Our two daughters, Nicole and Michele were his pride and joy. There was no limit to what he might do for them. One year while Nicole was attending Purdue University, he arranged for a flight home on a moment’s notice after learning that she would be spending the upcoming three-day weekend alone in her dorm. Another time, he journeyed out, without hesitation, in one of the worst snow storms to hit our area in order to pick up Michele and a friend who had become stuck while trying to make their way home from Staten Island just as we were about to sit down to a quiet dinner by the fireplace.

I don’t think that my husband’s feet ever touched the ground after his two grandsons, Derek and Justin, were born.

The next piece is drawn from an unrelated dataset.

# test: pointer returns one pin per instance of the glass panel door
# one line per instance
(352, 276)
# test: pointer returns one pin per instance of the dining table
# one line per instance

He adored them and enjoyed his time with them to the fullest. I am saddened that the boys will no longer have their grandfather in their life, but I know that Fred continues to watch over them as he watches over the rest of us.

I feel most fortunate to have had Fred in my life for almost 34 years. His absence leaves an immeasurable void that will remain with me always. As I struggle through this new life without my partner, I feel unbalanced and incomplete, for a big part of me is now missing. Not a day goes by that I do not think of the good times we shared or of the future we had planned.

Fred, I pray that my memories keep you alive in my heart until that day when we are reunited again. Until then, kiss Michele for me and enjoy God’s Heavenly Peace.